In this study, we propose a pharmacological mechanism to extend optogenetic longevity for peripheral nerves. However, it is unclear to what extent the findings in this study are specific to peripheral nerves. Like the BBB, the spinal cord is generally protected from immune attack by the BSCB, which can become dysfunctional in autoimmune conditions like MS35. However, we note inflammatory infiltrates directly within the spinal cord that resulted in the irreversible destruction of spinal motor neurons, likely leading to a permanent unilateral weakness in the optogenetic treated rats. Although this destruction of spinal motor neurons may present an opportunity for a new murine model of amyotrophic lateral sclerosis (ALS) based on optogenetics, it is an unnerving finding in the face of planned investigational studies for optogenetics within human peripheral nerves. If we were to inject the virus directly into the spinal cord, would we still identify the same immunogenicity? Given that hSyn properly restricts ChR2 expression to neural tissue and that spinal cord ventral motor neurons project out into the peripheral nervous system, we postulate that immunogenicity is more a function of dosage and cell type than injection location.
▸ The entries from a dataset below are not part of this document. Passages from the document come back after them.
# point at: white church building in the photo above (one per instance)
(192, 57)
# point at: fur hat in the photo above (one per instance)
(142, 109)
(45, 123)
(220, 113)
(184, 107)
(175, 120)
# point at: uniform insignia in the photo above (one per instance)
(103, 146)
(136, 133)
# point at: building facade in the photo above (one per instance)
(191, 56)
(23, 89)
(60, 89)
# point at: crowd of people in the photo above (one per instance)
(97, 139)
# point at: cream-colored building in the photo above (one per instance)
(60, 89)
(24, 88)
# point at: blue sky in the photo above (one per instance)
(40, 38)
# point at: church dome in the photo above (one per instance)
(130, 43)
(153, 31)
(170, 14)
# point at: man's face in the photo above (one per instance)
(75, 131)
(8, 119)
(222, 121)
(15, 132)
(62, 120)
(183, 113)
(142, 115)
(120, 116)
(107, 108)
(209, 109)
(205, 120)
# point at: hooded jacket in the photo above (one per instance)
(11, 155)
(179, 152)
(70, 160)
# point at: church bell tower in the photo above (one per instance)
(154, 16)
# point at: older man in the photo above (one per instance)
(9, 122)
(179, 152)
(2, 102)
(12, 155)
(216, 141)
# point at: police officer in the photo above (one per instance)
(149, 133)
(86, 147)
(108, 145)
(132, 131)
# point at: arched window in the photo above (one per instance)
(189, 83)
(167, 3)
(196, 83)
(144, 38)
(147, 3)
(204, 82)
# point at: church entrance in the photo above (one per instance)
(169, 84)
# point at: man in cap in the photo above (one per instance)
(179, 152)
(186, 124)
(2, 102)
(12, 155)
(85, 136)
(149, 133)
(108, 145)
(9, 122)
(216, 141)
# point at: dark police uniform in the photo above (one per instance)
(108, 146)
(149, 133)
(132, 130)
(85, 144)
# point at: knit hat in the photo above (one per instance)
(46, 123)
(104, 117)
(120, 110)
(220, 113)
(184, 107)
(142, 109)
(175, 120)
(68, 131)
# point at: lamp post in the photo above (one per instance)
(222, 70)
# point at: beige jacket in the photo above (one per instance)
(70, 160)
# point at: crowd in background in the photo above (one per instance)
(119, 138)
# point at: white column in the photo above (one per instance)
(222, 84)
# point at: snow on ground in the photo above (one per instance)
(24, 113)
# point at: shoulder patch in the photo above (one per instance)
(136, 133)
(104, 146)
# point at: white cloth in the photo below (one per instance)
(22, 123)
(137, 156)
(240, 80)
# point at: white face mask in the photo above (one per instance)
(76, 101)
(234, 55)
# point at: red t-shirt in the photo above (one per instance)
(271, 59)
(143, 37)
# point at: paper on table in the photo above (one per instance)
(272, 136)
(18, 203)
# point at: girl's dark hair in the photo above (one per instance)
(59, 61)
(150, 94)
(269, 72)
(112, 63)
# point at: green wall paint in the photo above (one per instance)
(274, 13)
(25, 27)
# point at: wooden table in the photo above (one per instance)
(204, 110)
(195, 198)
Using components of the immune panel we developed specifically to screen for optogenetic immunogenicity in this study, we encourage future researchers to evaluate presence of plasma anti-ChR2 antibodies in response to optogenetic transduction directly within the brain and retina to determine whether our results are truly peripheral nerve specific.
Future work should focus on mitigating the immune response by designing opsins to evade immune recognition. One strategy to approach this may be first to identify peptide fragments that are most immunogenic and then alter these regions with site-directed mutagenesis or alternative opsin sequence alignment. Other strategies could focus on the host, either optimizing the immunosuppression drug, dose, and time course or identifying if there is a causative link between anemia and optogenetic immunogenicity, using hematological strategies to evade immune recognition. A third strategy could employ anti-inflammatory constructs such as PD-L1/2 within the AAV DNA to reduce the danger signals required for T lymphocyte mediated cellular destruction36. Additionally, this study focused on injection of neonatal and young rats – it would be interesting to identify whether immunosuppression could improve expression in adults, a group more difficult to transduce with AAV. While this study represents an important discovery in optogenetics and neuroimmunology, it is also a humbling one – it underscores the importance of exhaustive safety and validation testing of new technologies prior to their clinical and commercial implementations.
Methods
All animal experiments were conducted on Fischer 344 or Sprague Dawley rats; all experimental protocols were approved by the Committee on Animal Care at the Massachusetts Institute of Technology. All methods were carried out in accordance with relevant guidelines and regulations.
Opsin Injection
Sprague Dawley (Horizon Discovery) or Fischer 344 (Charles River Labs) rats were injected at P2 (unless otherwise specified) with 15 µL AAV6-hSyn-ChR2(H134R)-EYFP-WPRE (unless otherwise specified). The use of the hSyn promoter restricted expression to neural tissue4. Virus was produced by Virovek, Inc from plasmids at a titer of 1 × 1014 vp/mL. Under isoflurane anesthesia, rats were injected under sterile conditions through a 34 G needle (WPI) attached to an intraocular kit (WPI), Silflex tubing (WPI), and a 10 μL nanofil syringe (WPI) on the UMP3 syringe pump (WPI) with injection rate set to 75 nL/s. Rats were housed under a 12:12 light:dark cycle in a temperature-controlled environment with food and water ad libitum, and euthanized at either 8 or 12 weeks of age (unless otherwise specified). Each rat was analyzed for an optogenetic response either weekly or bi-weekly via transdermal illumination to a 105 mW/mm2 (unless otherwise specified) 473 nm DPSS laser (OptoEngine) at varying laser intensities and/or a transdermal 0.6 W 475 nm LED (XP-E2, Cree, Inc.). Both laser and LED were set to 5 Hz and 5% DC (unless otherwise specified), illuminating the skin at the proximal tibia transdermal to the peroneal nerve (unless otherwise specified).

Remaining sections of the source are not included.